Ms de Hollanda said she grew up in a little village with no more than 20 houses and went to a school with only 13 students.
It was very picturesque with red wooden houses and white trimmings and cobbled stone paths, she said.
At the age of 20 she moved to Gothenburg to study but returned to her home for summer journalism placements at a local paper.
In Sweden the darkest day, December 13 also known as St Lucia's Day, is celebrated throughout the country.
"It's when it is the darkest time so you celebrate the light. It's from an Italian saint, so she comes with light in her hair wearing a white tunic and red sash."
It had become a tradition to bring some light in somehow at the darkest time, she said.
Ms de Hollanda said they also had another "peculiar tradition" during Easter.
"We don't have the Easter bunnies. I suppose they have now with all the commercialism, but I used to dress up as an Easter witch.
"Kids dress up as witches and go house to house with drawings and give Easter drawings to people and get candy in return.

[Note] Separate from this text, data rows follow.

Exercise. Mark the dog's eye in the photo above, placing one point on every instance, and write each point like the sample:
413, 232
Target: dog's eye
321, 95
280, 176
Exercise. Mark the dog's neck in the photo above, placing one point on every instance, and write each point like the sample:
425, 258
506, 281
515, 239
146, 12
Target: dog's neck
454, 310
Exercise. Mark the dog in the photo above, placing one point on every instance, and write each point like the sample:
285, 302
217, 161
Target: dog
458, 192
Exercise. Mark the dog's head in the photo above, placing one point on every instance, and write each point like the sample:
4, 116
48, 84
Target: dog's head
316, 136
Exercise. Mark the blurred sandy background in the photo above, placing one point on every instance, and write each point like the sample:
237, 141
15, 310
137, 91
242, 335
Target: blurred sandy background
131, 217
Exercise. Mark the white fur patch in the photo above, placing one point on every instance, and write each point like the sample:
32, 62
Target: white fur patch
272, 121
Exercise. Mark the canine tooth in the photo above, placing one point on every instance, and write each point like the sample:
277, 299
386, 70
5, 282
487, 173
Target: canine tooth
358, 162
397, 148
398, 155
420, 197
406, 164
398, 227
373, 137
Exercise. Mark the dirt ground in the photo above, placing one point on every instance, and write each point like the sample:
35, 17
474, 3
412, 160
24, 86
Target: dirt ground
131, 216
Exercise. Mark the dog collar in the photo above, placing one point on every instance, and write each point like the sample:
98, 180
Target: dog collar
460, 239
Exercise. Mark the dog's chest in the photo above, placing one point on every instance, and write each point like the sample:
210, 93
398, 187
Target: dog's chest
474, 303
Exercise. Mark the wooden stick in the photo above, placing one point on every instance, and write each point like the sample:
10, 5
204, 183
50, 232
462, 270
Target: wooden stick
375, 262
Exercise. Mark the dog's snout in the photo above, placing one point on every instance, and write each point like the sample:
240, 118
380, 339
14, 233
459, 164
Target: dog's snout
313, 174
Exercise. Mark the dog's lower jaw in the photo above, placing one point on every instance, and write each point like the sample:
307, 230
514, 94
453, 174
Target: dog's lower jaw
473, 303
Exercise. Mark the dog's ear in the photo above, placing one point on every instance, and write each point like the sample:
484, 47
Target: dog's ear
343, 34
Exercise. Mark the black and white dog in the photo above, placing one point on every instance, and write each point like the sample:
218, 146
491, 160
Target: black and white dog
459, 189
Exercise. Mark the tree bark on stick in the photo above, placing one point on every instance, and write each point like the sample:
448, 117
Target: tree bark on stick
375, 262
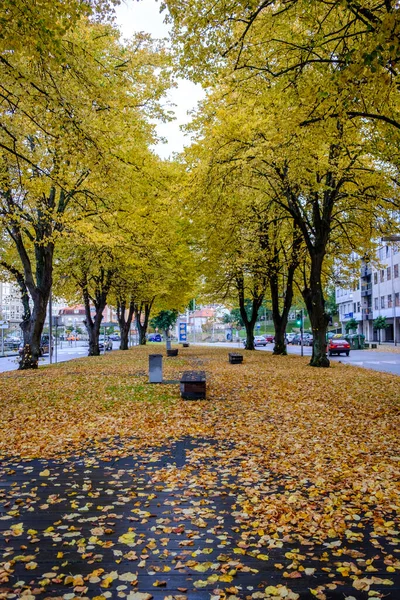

It's a little bit like Halloween but you don't say trick or trick and you give something as well."
During mid-June, where the light never really faded, people would gather for midsummer activities.
Celebrated on the Friday between June 19 and 25, people began the day picking flowers and making wreaths to place on a maypole, she said.
The maypole was then raised when people sang and danced around it.
Ms de Hollanda said compared with her northern European home, people in New Zealand more were easy going and friendly.
"It's more important what you wear, what you say and do.
"In a way there is more tolerance here, in a way," she said.
Ms de Hollanda now lives in Mount Maunganui with her family and loved the "very friendly atmosphere" the Bay has to offer.
Having studied social sciences, international relations, journalism and teaching she now enjoyed doing private tutoring, dramatised story telling in schools and kindergartens called Mother Troll and teaching a small group of Swedish children their language and their culture.
There were now about 30 families living in the Bay with one or more parents from Sweden.